Furthermore, the lack of large‑scale prospective studies with standardized assays limits the evidence base for clinical decision‑making. Most existing studies are cross‑sectional or moderate in size, and they often do not account for medication use, renal function (since many metabolites are cleared renally), or ethnic differences. The American Diabetes Association has not yet included any tryptophan metabolite in its guidelines, reflecting the need for validation in diverse, real‑world populations.

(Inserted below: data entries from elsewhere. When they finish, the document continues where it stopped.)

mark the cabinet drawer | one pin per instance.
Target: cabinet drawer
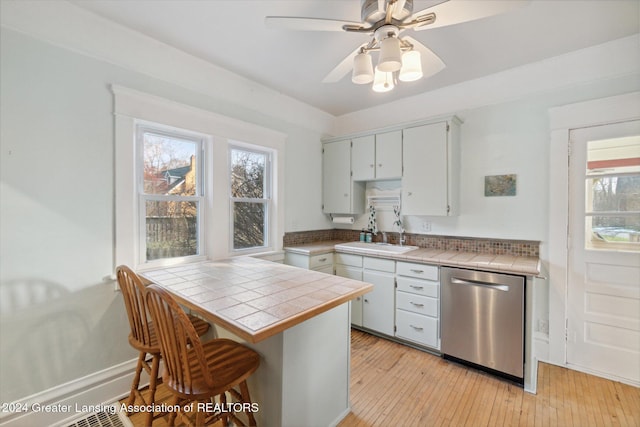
(418, 328)
(320, 260)
(417, 303)
(417, 286)
(348, 259)
(422, 271)
(379, 264)
(349, 272)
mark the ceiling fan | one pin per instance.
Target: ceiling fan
(399, 57)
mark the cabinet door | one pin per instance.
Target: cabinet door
(363, 158)
(389, 155)
(336, 177)
(355, 273)
(425, 179)
(379, 304)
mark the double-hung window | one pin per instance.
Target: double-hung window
(250, 197)
(170, 194)
(612, 212)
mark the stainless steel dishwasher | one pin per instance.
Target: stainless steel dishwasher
(483, 320)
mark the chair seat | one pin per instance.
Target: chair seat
(229, 363)
(199, 325)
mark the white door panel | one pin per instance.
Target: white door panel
(603, 301)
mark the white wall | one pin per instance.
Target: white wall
(56, 154)
(506, 130)
(57, 198)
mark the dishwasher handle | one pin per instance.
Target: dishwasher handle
(504, 288)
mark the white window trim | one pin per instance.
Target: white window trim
(201, 143)
(132, 107)
(269, 238)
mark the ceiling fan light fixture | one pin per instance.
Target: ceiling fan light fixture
(390, 55)
(362, 69)
(411, 66)
(383, 81)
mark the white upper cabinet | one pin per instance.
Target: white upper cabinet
(377, 156)
(431, 169)
(339, 193)
(363, 159)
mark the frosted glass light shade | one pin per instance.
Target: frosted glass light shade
(362, 69)
(382, 82)
(390, 55)
(411, 66)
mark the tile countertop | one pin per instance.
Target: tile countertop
(254, 298)
(526, 265)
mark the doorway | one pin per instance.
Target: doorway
(603, 293)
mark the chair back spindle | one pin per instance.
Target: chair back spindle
(177, 338)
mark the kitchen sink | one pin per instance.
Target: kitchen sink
(375, 248)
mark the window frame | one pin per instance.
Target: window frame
(266, 201)
(132, 107)
(200, 197)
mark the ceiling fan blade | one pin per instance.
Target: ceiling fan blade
(457, 11)
(398, 6)
(431, 63)
(342, 69)
(307, 24)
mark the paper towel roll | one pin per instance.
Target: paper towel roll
(343, 220)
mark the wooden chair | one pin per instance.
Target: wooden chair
(143, 336)
(198, 372)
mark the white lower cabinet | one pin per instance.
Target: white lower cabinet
(350, 266)
(320, 262)
(418, 304)
(377, 307)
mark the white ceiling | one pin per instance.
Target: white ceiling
(232, 34)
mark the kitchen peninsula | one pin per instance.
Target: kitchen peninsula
(297, 320)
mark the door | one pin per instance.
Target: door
(379, 304)
(389, 155)
(424, 180)
(336, 177)
(363, 158)
(603, 300)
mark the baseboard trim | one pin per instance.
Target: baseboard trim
(65, 402)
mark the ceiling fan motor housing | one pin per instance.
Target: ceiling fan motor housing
(370, 12)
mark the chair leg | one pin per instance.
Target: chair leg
(153, 379)
(136, 379)
(246, 398)
(224, 415)
(173, 414)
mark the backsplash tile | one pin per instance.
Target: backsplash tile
(446, 243)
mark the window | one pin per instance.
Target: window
(192, 220)
(250, 192)
(612, 214)
(170, 194)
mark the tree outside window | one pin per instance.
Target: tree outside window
(250, 180)
(170, 194)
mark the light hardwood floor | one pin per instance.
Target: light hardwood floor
(395, 385)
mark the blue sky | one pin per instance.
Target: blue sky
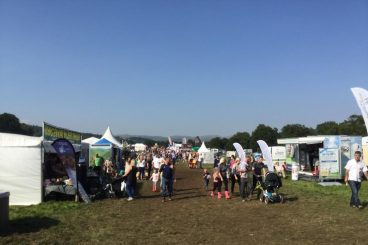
(181, 67)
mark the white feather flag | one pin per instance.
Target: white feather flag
(266, 154)
(240, 151)
(361, 96)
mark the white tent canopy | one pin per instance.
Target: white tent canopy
(108, 135)
(90, 140)
(203, 148)
(20, 161)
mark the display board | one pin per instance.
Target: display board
(52, 133)
(329, 163)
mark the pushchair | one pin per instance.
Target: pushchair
(270, 189)
(112, 187)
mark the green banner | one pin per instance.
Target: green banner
(52, 133)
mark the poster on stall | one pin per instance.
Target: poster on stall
(329, 163)
(101, 152)
(278, 153)
(292, 155)
(345, 149)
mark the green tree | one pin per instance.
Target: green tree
(328, 128)
(217, 142)
(296, 130)
(266, 133)
(190, 142)
(9, 123)
(243, 138)
(354, 125)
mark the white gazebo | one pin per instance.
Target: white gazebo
(206, 154)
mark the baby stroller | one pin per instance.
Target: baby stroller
(270, 189)
(112, 187)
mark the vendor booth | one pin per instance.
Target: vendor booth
(31, 168)
(207, 155)
(21, 172)
(325, 156)
(106, 148)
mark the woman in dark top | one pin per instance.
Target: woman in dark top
(224, 172)
(131, 179)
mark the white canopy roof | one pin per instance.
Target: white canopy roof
(108, 135)
(17, 140)
(203, 148)
(90, 140)
(302, 140)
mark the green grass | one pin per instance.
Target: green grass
(312, 214)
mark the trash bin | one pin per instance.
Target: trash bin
(294, 172)
(4, 210)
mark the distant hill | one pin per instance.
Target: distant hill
(9, 123)
(175, 138)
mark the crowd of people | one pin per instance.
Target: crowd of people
(155, 165)
(158, 166)
(247, 175)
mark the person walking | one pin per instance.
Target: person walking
(131, 179)
(259, 172)
(216, 183)
(234, 174)
(355, 170)
(242, 171)
(250, 176)
(167, 175)
(224, 176)
(141, 164)
(149, 164)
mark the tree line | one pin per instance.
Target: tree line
(353, 125)
(9, 123)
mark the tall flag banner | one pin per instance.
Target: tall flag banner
(170, 141)
(239, 149)
(361, 97)
(66, 153)
(266, 154)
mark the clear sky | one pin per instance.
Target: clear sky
(181, 67)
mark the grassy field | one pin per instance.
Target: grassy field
(312, 214)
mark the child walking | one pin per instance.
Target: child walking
(216, 183)
(154, 177)
(206, 178)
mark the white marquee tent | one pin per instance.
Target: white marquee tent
(108, 136)
(90, 140)
(21, 171)
(206, 154)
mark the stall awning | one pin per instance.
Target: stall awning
(310, 140)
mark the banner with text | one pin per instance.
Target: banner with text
(52, 133)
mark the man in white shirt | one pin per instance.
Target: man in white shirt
(355, 169)
(242, 171)
(156, 162)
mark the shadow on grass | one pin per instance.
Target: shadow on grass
(290, 198)
(29, 225)
(176, 198)
(188, 189)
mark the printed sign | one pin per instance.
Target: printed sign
(52, 133)
(329, 163)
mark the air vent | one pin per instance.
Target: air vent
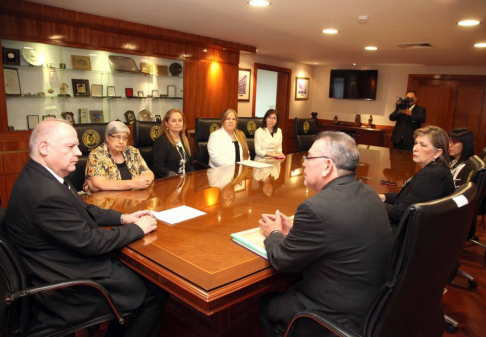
(415, 45)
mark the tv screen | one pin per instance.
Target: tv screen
(353, 84)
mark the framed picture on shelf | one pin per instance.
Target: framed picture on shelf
(96, 116)
(80, 88)
(12, 82)
(244, 78)
(130, 116)
(96, 90)
(81, 62)
(302, 88)
(69, 116)
(46, 117)
(32, 121)
(110, 90)
(11, 56)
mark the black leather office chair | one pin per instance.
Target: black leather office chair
(249, 125)
(144, 136)
(90, 136)
(305, 131)
(204, 127)
(410, 302)
(15, 306)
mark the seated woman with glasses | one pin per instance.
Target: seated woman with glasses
(268, 138)
(227, 145)
(171, 151)
(461, 147)
(116, 166)
(433, 181)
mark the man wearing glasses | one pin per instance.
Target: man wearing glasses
(340, 241)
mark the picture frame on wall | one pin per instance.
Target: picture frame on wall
(244, 80)
(302, 88)
(81, 62)
(80, 87)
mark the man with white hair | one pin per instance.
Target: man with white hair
(340, 241)
(58, 239)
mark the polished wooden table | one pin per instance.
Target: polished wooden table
(196, 260)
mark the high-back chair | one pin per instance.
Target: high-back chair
(204, 127)
(90, 136)
(410, 302)
(15, 298)
(248, 125)
(305, 131)
(144, 136)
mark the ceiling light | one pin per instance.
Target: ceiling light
(468, 23)
(259, 3)
(330, 31)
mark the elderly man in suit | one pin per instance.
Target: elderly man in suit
(340, 241)
(407, 121)
(58, 239)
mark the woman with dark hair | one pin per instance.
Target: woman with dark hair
(461, 147)
(433, 181)
(171, 151)
(227, 145)
(268, 138)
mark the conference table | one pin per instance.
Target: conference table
(215, 282)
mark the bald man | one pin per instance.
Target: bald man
(58, 239)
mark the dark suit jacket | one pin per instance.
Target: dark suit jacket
(432, 182)
(167, 158)
(406, 125)
(58, 239)
(341, 241)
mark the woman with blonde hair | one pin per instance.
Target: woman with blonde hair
(227, 145)
(171, 151)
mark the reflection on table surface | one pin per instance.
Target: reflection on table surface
(199, 252)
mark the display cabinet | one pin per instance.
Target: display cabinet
(45, 81)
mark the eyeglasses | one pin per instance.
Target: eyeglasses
(118, 137)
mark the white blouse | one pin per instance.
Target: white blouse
(264, 142)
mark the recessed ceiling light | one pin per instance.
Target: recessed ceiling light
(468, 23)
(330, 31)
(259, 3)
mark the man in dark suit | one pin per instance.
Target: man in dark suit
(58, 239)
(407, 121)
(340, 241)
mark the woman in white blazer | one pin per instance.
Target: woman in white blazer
(227, 145)
(268, 138)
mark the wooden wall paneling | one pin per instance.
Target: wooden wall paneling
(209, 89)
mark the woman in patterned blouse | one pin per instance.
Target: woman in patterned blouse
(116, 166)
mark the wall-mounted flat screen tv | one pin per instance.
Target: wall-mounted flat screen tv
(353, 84)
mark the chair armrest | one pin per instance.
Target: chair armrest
(325, 321)
(9, 298)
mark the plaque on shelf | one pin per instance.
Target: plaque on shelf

Future Directions: Toward Translation

To move the field forward, coordinated efforts are needed. First, large, longitudinal cohort studies that measure a comprehensive panel of tryptophan metabolites at multiple time points—using harmonized LC‑MS/MS protocols—would clarify temporal relationships with glycemic deterioration, insulin resistance, and complication onset. Second, randomized controlled trials that examine whether metabolite‑guided therapy improves outcomes (e.g., earlier initiation of IDO inhibitors or gut‑targeted interventions) are required to demonstrate clinical utility.

Third, integration with other ‘omics platforms (genomics, proteomics, metagenomics) could unravel the causal pathways linking tryptophan metabolism to diabetes. For example, a Mendelian randomization study using single nucleotide polymorphisms in IDO1 and TDO2 could provide evidence for a causal role of the kynurenine pathway in insulin resistance. Fourth, advances in point‑of‑care technology—such as handheld metabolite sensors—could eventually enable real‑time monitoring of tryptophan metabolites in primary care settings.

Finally, interventional studies targeting the tryptophan metabolic axis—such as dietary modulation of tryptophan intake, use of prebiotics to alter indole production, or pharmacological inhibition of IDO—are needed to determine whether modifying these metabolites can alter the course of diabetes itself. A 2022 proof‑of‑concept trial in overweight individuals showed that a low‑tryptophan diet for four weeks reduced kynurenine levels and improved insulin sensitivity, but long‑term safety and efficacy remain unknown (Klaassen et al., 2022).

Conclusion

Circulating tryptophan metabolites, especially those of the kynurenine and indole pathways, represent a rich and mechanistically grounded class of biomarkers for diabetes progression. They reflect the underlying inflammatory, neuroactive, and microbial disturbances that accompany and even drive the transition from normoglycemia to overt disease and complications. The kynurenine‑to‑tryptophan ratio, quinolinic acid, and indole‑3‑acetic acid have shown particular promise in cross‑sectional and longitudinal studies. Yet, the full potential of these metabolites will only be realized through rigorous validation in diverse cohorts, standardization of analytical methods, and demonstration of clinical actionability. As metabolomics technologies continue to mature and become more accessible, integrating tryptophan metabolite panels into diabetes care could enhance risk stratification, personalize treatment, and ultimately improve long‑term outcomes for millions of patients worldwide.